26. The composition of any one of claims 1-24, wherein the template-dependent polymerase enzyme is not thermostable.
27. The composition of any one of claims 1-26, wherein the Target is a biological DNA or RNA molecule.
28. The composition of any one of claims 1-27, wherein the Target is obtained from a sample of cells, a biofluid, or a tissue.
29. The composition of claim 28, wherein the biofluid is selected from the group consisting of blood, urine, saliva, cerebrospinal fluid, interstitial fluid, and synovial fluid.
30. The composition of claim 28, wherein the tissue is a biopsy tissue or a surgically resected tissue.
31. The composition of any one of claims 1-26, wherein the Target is a complementary DNA molecule generated through the reverse transcription of an RNA sample.
32. The composition of claim 31, wherein the RNA sample is a biological RNA sample.
33. The composition of claim 32, wherein the biological RNA sample is obtained from a human, animal, plant, or environmental specimen.
34. The composition of any one of claims 1-26, wherein the Target is an amplicon DNA molecule generated through a DNA polymerase acting on a single-stranded DNA template.
35. The composition of claim 34, wherein the amplicon DNA molecule is generated through multiple displacement amplification of a single cell DNA molecule.
36. The composition of any one of claims 1-26, wherein the Target is a physically, chemically, or enzymatically generated product of a biological DNA molecule.
37. The composition of claim 36, wherein the Target is the product of a fragmentation process.
38. The composition of claim 37, wherein the fragmentation process is ultrasonication or enzymatic fragmentation.

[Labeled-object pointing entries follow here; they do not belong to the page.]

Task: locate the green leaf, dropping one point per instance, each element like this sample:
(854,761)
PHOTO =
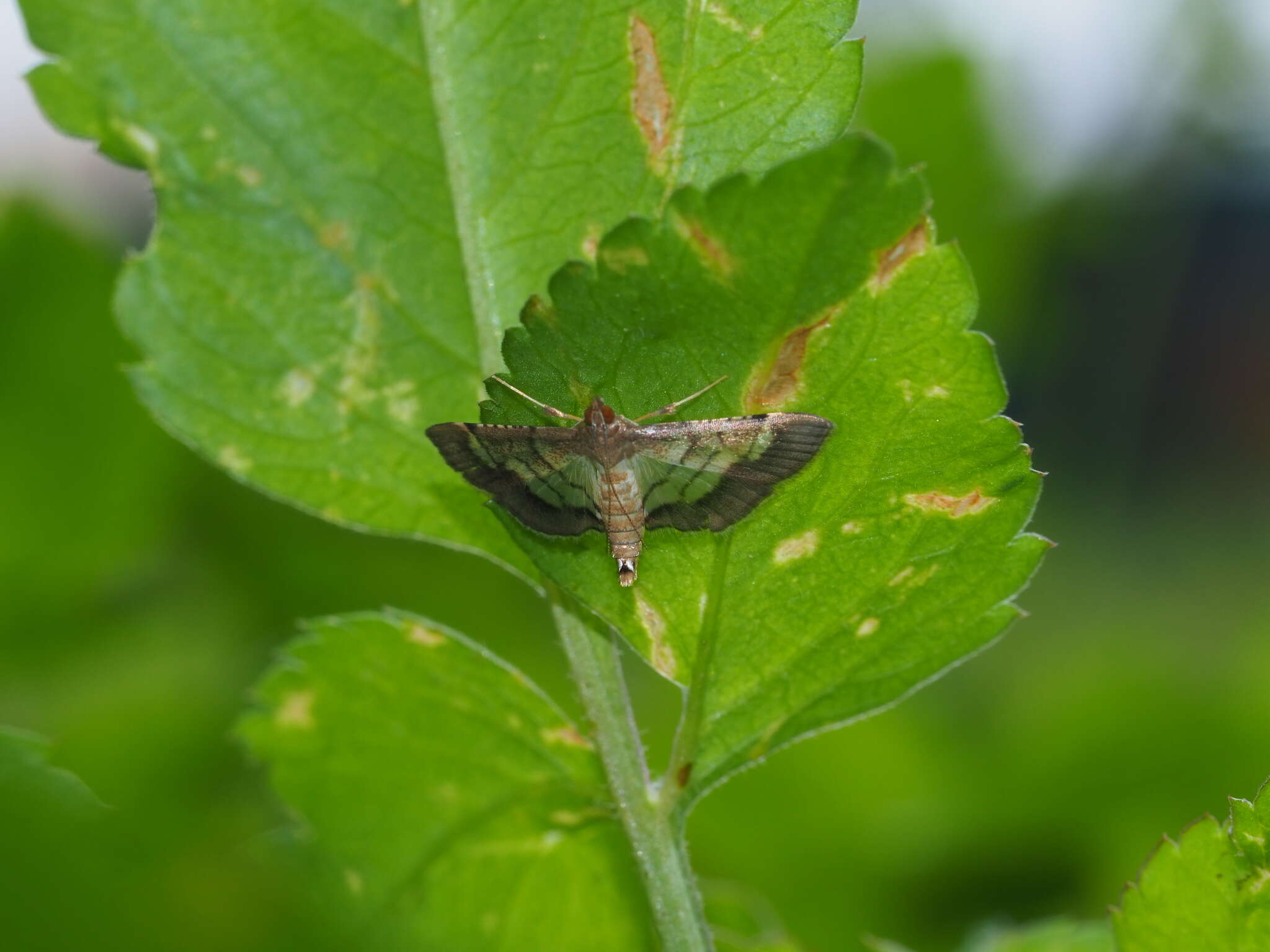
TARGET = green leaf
(742,920)
(356,198)
(460,804)
(895,552)
(1047,936)
(30,785)
(1208,891)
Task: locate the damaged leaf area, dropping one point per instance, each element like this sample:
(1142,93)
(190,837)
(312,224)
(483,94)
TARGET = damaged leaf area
(897,551)
(334,263)
(1207,889)
(463,813)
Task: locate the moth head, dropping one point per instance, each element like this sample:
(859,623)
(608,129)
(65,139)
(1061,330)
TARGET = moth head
(626,571)
(600,414)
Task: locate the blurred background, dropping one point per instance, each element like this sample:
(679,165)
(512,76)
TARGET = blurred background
(1106,170)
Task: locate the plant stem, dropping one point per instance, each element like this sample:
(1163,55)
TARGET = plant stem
(654,837)
(685,749)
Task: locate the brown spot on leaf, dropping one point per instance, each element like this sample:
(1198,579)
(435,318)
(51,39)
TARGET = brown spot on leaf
(779,384)
(662,656)
(889,262)
(956,507)
(651,99)
(539,310)
(709,250)
(683,775)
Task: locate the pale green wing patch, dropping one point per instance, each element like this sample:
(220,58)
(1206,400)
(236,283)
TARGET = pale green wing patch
(897,550)
(531,471)
(465,810)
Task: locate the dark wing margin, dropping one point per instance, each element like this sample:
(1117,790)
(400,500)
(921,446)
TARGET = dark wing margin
(530,471)
(710,474)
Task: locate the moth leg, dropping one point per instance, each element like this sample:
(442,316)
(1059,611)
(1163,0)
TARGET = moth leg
(546,409)
(671,408)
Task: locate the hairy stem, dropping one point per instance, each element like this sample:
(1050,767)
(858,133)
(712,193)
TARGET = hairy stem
(655,838)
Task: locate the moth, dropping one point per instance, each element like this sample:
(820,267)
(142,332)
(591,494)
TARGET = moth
(611,474)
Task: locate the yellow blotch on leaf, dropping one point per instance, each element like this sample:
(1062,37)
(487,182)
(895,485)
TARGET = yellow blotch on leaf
(797,547)
(296,710)
(419,635)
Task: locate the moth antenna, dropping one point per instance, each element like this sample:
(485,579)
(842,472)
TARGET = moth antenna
(671,408)
(549,410)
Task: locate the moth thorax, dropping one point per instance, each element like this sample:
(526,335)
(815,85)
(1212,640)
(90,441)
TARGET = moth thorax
(626,571)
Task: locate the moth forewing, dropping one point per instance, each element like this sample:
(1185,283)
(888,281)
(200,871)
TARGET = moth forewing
(610,474)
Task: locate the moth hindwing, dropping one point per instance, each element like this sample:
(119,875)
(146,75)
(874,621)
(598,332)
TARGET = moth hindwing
(610,474)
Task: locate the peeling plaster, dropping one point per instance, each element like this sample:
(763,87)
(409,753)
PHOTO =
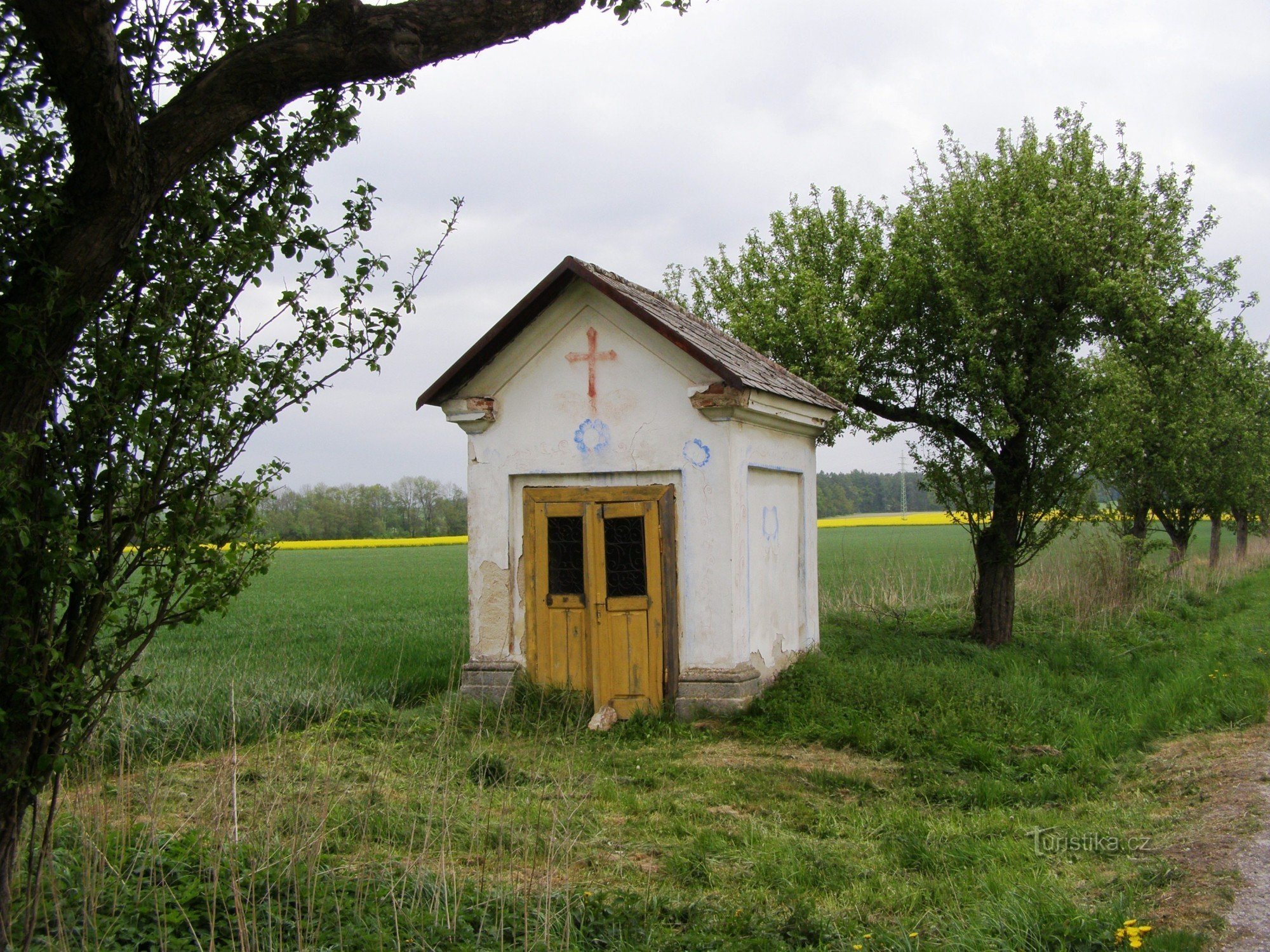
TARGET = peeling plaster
(493,609)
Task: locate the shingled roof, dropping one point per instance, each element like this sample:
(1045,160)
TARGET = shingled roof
(740,366)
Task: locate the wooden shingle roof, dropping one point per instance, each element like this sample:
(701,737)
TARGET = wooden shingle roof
(737,364)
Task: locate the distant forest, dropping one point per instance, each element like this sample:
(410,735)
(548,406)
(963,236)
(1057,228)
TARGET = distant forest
(416,506)
(410,508)
(858,492)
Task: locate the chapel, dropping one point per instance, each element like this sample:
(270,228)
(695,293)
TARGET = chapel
(642,501)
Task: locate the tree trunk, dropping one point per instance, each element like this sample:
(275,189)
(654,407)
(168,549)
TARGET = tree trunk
(995,588)
(13,812)
(1140,524)
(1241,534)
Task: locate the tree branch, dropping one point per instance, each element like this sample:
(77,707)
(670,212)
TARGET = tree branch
(921,418)
(342,43)
(123,169)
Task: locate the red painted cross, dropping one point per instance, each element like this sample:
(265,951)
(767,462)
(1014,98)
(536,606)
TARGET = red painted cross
(591,357)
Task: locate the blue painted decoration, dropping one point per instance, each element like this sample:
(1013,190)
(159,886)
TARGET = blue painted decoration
(591,437)
(697,453)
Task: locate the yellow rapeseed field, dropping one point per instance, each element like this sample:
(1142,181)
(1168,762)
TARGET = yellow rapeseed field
(835,524)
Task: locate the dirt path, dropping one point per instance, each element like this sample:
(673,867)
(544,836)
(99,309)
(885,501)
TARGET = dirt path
(1249,921)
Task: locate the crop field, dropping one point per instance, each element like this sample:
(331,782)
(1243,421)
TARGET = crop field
(298,777)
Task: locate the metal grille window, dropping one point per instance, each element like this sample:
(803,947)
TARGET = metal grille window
(624,557)
(565,555)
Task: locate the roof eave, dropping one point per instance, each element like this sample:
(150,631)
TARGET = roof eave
(530,308)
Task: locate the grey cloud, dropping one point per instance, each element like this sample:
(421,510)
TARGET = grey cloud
(655,143)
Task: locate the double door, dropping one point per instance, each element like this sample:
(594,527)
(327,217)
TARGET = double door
(599,572)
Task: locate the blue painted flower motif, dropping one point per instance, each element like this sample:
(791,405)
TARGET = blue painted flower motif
(697,453)
(591,437)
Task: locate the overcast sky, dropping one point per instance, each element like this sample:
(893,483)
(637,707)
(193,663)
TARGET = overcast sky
(642,145)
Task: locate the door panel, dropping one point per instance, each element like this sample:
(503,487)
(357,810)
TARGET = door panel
(609,637)
(558,654)
(629,670)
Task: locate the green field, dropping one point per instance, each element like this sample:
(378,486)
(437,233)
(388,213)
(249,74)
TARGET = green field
(881,795)
(331,630)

39. The composition of claim 36, wherein the Target is the product of a bisulfite conversion reaction, an APOBEC ("apolipoprotein B mRNA editing enzyme, catalytic polypeptide-like") reaction, a TAPS (TET-assisted pyridine borane sequencing) reaction, or other chemical or enzymatic reaction in which cytosine nucleotides are selectively converted to uracils based on methylation status.
40. The composition of any one of claims 1-29, wherein the composition comprises a plurality of Stoppers.
41. The composition of claim 40, wherein each of the plurality of Stoppers comprises the same Fourth Sequence.
42. The composition of claim 41, wherein each of the plurality of Stoppers comprises the same Third Sequence.
43. The composition of claim 41, wherein each of the plurality of Stopper comprises a different Third Sequence.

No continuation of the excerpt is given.